There may be better films in the theaters, but there surely is none easier to like than "The Fairy." This crazy featherweight comedy is packed with immediate pleasures: impeccably designed sight gags, daredevil physical comedy, stylized colors and music.
The main characters are Dom (Dominique Abel), a night clerk in a shabby Le Havre hotel, and Fiona (Fiona Gordon), who arrives at the check-in desk and announces she is a fairy. Abel and Gordon are professional circus clowns and a couple in real life, and they interlock so seamlessly onscreen that you know they are destined to fall in love.
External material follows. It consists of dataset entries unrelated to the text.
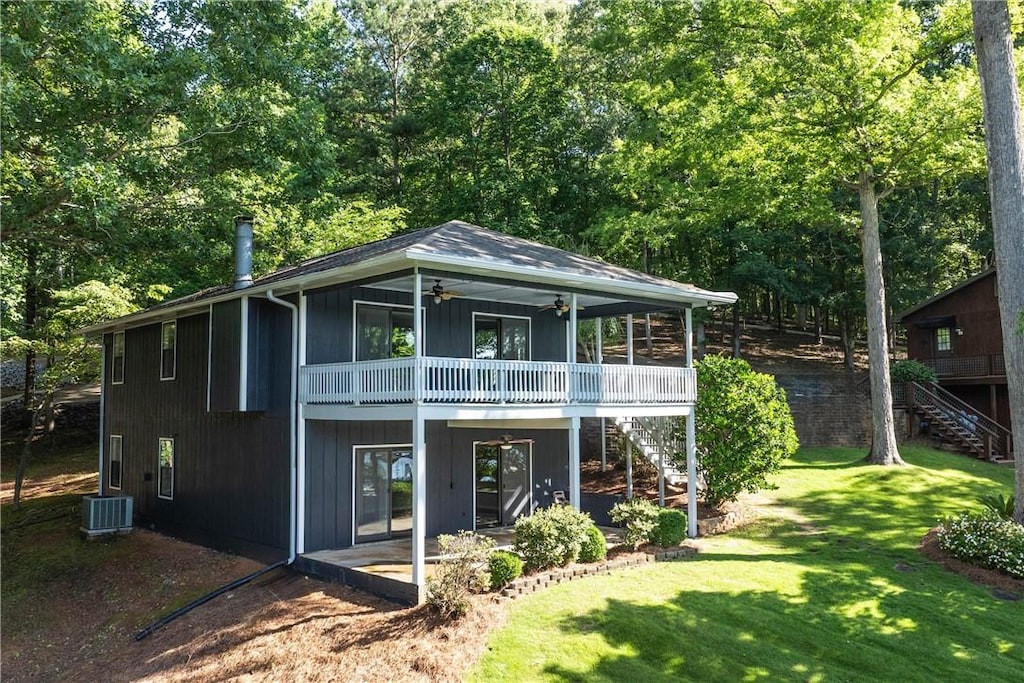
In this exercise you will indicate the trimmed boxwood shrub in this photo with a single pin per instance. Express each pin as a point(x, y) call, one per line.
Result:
point(551, 537)
point(504, 567)
point(985, 540)
point(670, 528)
point(912, 371)
point(638, 517)
point(594, 548)
point(743, 428)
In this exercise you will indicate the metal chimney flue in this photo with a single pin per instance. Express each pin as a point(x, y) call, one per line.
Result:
point(243, 252)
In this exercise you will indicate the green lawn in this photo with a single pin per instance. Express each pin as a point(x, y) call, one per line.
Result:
point(830, 587)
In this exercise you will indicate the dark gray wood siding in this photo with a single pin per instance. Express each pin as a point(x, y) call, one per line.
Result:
point(231, 469)
point(224, 353)
point(450, 473)
point(449, 326)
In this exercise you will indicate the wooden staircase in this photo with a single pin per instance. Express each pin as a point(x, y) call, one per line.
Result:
point(958, 424)
point(657, 439)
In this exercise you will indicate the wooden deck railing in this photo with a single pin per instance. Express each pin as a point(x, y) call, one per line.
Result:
point(475, 381)
point(968, 366)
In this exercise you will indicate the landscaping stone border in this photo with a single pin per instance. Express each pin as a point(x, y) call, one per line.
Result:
point(537, 582)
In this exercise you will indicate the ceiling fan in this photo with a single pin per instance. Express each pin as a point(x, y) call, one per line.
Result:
point(559, 306)
point(506, 441)
point(438, 293)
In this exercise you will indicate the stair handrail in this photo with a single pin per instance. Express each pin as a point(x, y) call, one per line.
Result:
point(947, 400)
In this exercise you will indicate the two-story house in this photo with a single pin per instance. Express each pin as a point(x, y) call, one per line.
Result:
point(410, 387)
point(958, 335)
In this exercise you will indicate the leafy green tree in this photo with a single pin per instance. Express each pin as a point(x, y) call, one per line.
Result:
point(71, 358)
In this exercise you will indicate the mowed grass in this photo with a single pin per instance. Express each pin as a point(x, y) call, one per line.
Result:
point(828, 586)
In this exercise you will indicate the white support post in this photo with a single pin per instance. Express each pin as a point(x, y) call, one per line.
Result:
point(604, 445)
point(689, 336)
point(417, 335)
point(573, 319)
point(101, 491)
point(574, 462)
point(691, 475)
point(629, 339)
point(300, 440)
point(419, 504)
point(629, 467)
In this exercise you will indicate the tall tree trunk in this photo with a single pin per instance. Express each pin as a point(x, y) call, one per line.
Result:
point(884, 449)
point(1005, 147)
point(29, 324)
point(735, 330)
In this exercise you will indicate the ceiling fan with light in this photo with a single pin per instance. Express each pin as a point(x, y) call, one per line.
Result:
point(438, 293)
point(559, 306)
point(506, 441)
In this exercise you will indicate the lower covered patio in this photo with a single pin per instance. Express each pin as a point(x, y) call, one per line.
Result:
point(385, 567)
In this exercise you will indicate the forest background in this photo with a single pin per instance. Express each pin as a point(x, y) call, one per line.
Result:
point(722, 143)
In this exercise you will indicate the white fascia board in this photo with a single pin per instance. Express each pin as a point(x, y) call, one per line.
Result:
point(552, 278)
point(283, 287)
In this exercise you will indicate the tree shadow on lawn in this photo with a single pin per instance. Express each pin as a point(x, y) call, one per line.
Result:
point(847, 622)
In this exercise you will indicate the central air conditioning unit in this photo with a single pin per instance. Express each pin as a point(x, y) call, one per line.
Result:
point(105, 514)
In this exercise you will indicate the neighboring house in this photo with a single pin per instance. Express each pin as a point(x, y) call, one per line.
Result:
point(957, 334)
point(414, 386)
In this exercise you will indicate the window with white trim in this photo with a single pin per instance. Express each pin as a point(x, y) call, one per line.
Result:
point(114, 463)
point(383, 332)
point(165, 468)
point(501, 338)
point(168, 349)
point(118, 358)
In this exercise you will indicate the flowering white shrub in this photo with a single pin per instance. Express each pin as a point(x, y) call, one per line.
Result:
point(985, 540)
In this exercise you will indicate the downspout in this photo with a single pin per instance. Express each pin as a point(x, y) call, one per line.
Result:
point(293, 417)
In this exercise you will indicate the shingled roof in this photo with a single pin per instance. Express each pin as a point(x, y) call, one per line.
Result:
point(450, 245)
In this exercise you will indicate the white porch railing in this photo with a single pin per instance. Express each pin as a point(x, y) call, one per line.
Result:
point(475, 381)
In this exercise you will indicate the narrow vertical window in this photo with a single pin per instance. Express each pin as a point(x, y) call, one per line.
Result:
point(168, 342)
point(114, 466)
point(118, 358)
point(165, 469)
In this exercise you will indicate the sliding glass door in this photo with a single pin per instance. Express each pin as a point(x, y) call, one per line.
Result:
point(502, 480)
point(383, 493)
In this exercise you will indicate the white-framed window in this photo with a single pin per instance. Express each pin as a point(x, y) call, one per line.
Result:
point(501, 337)
point(168, 349)
point(118, 358)
point(165, 468)
point(114, 471)
point(383, 331)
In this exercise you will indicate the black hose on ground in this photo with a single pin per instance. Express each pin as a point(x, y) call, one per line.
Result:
point(206, 598)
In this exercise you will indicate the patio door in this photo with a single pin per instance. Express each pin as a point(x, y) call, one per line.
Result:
point(502, 483)
point(383, 493)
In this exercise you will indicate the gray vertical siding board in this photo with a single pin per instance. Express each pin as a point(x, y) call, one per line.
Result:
point(223, 354)
point(231, 469)
point(449, 325)
point(450, 473)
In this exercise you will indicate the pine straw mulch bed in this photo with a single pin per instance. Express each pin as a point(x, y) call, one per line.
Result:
point(1010, 587)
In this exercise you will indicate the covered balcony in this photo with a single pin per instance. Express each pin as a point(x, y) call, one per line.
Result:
point(471, 381)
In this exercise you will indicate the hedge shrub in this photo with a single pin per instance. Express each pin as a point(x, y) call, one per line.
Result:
point(504, 568)
point(551, 537)
point(670, 528)
point(985, 540)
point(638, 517)
point(462, 571)
point(912, 371)
point(743, 428)
point(594, 548)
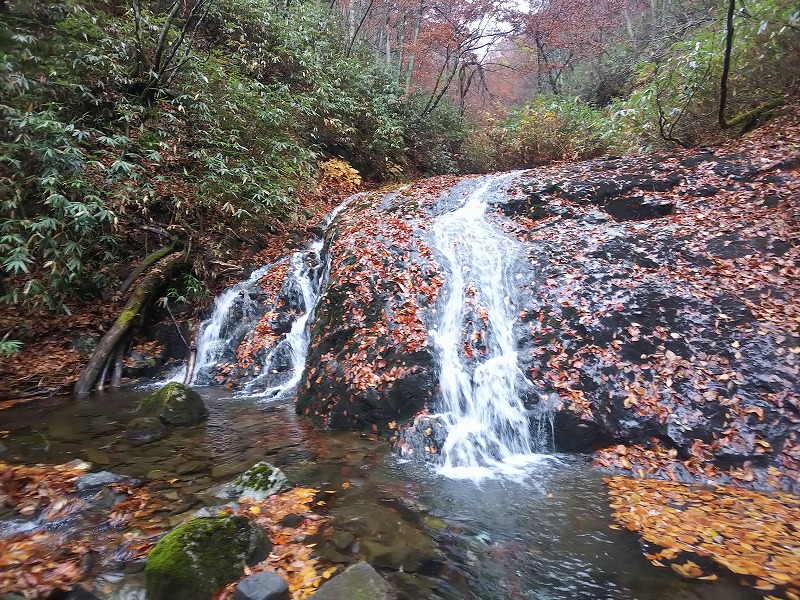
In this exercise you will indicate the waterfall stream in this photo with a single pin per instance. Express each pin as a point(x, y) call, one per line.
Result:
point(489, 430)
point(236, 312)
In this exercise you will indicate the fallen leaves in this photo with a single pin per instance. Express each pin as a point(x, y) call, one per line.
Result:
point(291, 557)
point(39, 561)
point(752, 534)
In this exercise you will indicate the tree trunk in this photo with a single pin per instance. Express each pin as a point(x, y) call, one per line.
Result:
point(119, 358)
point(726, 64)
point(144, 265)
point(138, 298)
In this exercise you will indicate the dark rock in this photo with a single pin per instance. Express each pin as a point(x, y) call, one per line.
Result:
point(197, 558)
point(175, 404)
point(261, 586)
point(98, 457)
point(91, 483)
point(291, 520)
point(143, 430)
point(342, 539)
point(637, 208)
point(388, 540)
point(357, 582)
point(260, 481)
point(79, 592)
point(403, 379)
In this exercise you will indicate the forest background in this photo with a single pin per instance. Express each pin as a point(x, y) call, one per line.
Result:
point(134, 129)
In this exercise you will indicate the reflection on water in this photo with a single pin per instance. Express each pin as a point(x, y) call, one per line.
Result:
point(545, 538)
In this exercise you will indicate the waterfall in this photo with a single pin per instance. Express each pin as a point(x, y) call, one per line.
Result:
point(237, 309)
point(481, 398)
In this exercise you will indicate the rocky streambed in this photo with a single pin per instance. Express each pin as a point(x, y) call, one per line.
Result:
point(429, 537)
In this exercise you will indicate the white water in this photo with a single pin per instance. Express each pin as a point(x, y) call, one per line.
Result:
point(297, 339)
point(488, 427)
point(236, 313)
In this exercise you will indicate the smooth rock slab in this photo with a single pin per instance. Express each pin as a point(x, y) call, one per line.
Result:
point(358, 582)
point(261, 586)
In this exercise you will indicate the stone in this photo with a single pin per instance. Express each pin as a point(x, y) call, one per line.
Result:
point(92, 482)
point(96, 456)
point(358, 582)
point(224, 470)
point(261, 586)
point(342, 539)
point(143, 430)
point(80, 593)
point(203, 555)
point(175, 404)
point(260, 481)
point(192, 466)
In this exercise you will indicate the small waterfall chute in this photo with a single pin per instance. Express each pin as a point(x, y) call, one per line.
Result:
point(488, 428)
point(237, 310)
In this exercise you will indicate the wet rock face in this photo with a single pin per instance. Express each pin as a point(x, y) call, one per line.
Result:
point(369, 362)
point(173, 404)
point(670, 330)
point(358, 582)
In their courtship, they transform the drab industrial port city into a goofy wonderland. They swim to the bottom of the sea and do a loony dance in kelp swimwear. They entangle themselves inside a gigantic overcoat and become a bizarre composite person. They bump up against bossy authority figures but always manage to lasso reality.
Abel and Gordon co-directed with their co-star, Bruno Romy. The three are not storytellers. The action is elliptical, and entire scenes are hurried along with the barest acknowledgement.
Where the filmmakers dazzle is in their depiction of motion. I can't think of a working director who films movement more graciously, joyfully and beautifully. Their clowning is hilarious rubber-band ballet.
The dialogue is minimal, but it hardly matters. When your performers have faces and bodies this expressive, who needs words? (Unrated. In subtitled French.)